D’immenses potentialités ne profitent pas aux Congolais

Avec plus de 2,34 millions de kilomètres carrés, la RDC dispose d’un sous-sol riche en minerais (cuivre, cobalt, or, diamant, uranium, coltan, étain…), de 80 millions d’hectares de terres arables, ainsi que d’un potentiel hydroélectrique classé au premier rang des pays africains. Mais, pour diverses raisons – conflits et mauvaise gestion –, les deux tiers des quelque 110 millions de Congolais vivent, selon la Banque mondiale, avec moins de 2,15 dollars par jour. Aussi, le deuxième défi du gouvernement est-il économique, en lien avec les valeurs de partage, d’équité et de responsabilité. « Je suis convaincu que ces valeurs incarnées dans notre agir collectif comme citoyens et responsables politiques peuvent servir de base à l’édification d’une société plus juste et plus humaine », a affirmé Félix Tshisekedi », rappelant qu’ «en effet, avec son riche potentiel économique, la République démocratique du Congo, renferme dans son sous-sol l’essentiel des ressources minérales dont le monde a aujourd’hui besoin pour assurer la transition écologique et la protection de l’environnement. Qualifié de scandale géologique quant à l’ampleur de ses richesses et de son potentiel minier, il demeure qu’à ce jour ces immenses potentialités ne profitent toujours pas aux Congolais. Notre responsabilité, consiste à ne laisser personne au bord du chemin qui mène au développement économique en œuvrant ensemble pour le bien-être collectif dans le but d’éradiquer la pauvreté ».

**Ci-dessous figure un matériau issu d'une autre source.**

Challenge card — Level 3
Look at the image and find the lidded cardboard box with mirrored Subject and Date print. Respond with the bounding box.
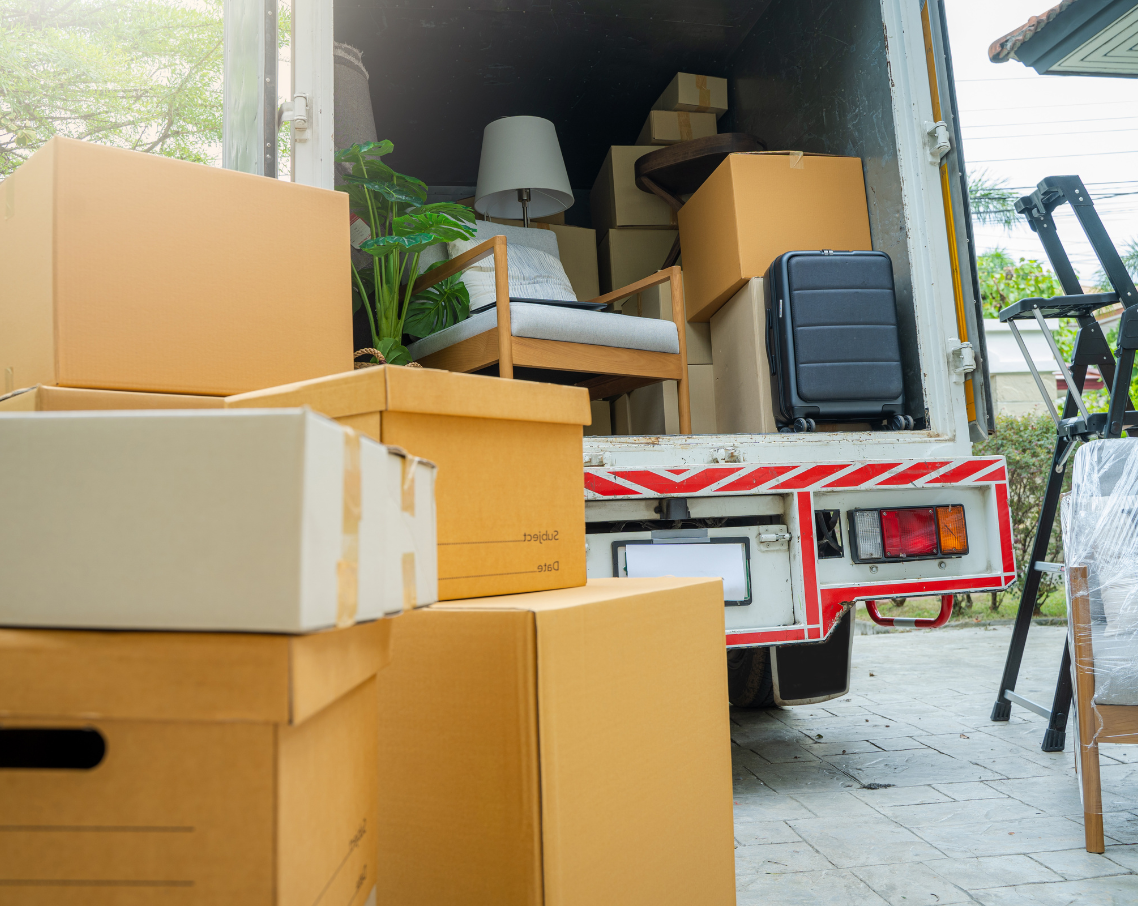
[225,365,589,601]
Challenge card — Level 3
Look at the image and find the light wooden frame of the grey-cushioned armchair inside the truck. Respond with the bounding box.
[414,236,692,434]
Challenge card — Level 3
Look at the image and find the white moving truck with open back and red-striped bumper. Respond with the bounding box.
[235,0,1015,707]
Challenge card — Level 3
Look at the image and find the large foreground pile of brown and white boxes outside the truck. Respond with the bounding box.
[0,139,734,906]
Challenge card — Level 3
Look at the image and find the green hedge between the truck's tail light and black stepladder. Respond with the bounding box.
[972,414,1071,611]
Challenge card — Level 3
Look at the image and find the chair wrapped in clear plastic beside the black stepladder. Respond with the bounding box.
[1063,438,1138,853]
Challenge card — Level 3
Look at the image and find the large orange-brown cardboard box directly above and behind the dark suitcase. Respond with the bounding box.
[679,151,873,321]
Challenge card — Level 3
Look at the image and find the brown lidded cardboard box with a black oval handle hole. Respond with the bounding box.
[0,620,394,906]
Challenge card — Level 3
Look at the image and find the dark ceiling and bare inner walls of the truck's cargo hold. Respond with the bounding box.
[335,0,925,425]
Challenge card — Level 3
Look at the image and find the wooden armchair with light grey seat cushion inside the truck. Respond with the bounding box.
[412,236,692,434]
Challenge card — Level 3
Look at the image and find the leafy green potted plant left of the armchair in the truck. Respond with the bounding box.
[336,139,475,365]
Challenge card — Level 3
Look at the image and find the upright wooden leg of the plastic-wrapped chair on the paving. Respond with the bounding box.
[1067,566,1106,853]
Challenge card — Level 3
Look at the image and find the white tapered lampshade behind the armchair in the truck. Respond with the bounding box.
[475,116,574,220]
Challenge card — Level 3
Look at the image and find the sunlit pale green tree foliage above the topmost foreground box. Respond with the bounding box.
[0,0,223,176]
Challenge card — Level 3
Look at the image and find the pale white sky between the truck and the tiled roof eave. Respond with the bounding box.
[945,0,1138,282]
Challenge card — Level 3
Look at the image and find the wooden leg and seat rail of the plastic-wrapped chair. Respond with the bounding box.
[1067,566,1138,853]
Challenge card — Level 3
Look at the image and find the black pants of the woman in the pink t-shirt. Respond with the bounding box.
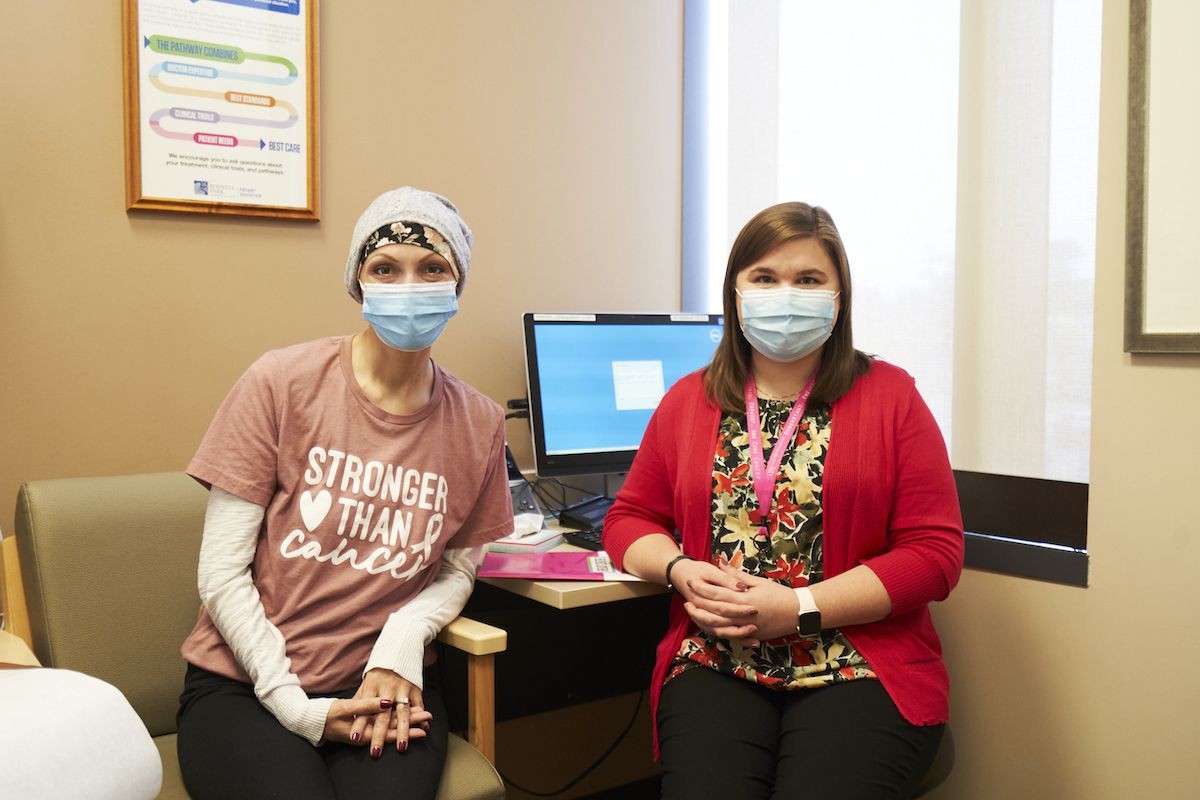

L’autre grand défi auquel est confronté la RDC est celui de la protection de l’environnement. Et Félix Tshisekedi a fait savoir que le gouvernement de la République et lui-même partagent les valeurs défendues dans l’encyclique du Pape Laudato si, publiée en 2015, sur l’un des principaux défis auxquels l’humanité est confrontée actuellement, à savoir : le réchauffement climatique. Il a ainsi réitéré l’engagement de l’État congolais à œuvrer avec les autres pays pour «la paix et la lutte contre les changements climatiques», tout en réclamant une « justice climatique » en faveur des populations qui vivent dans la résilience afin de préserver la biodiversité. « Pour mieux protéger nos forêts, nous avons toujours milité pour une justice climatique afin que les plus grands pollueurs, qui sont à la base de la destruction de l’environnement, versent des compensations aux gardiens de la planète que nous sommes », a plaidé le président congolais.

Sera-t-il entendu ? Rien n’est moins sûr. Mais il a trouvé, à travers la visite de François, un porte-parole des malheurs de son pays et de ses concitoyens.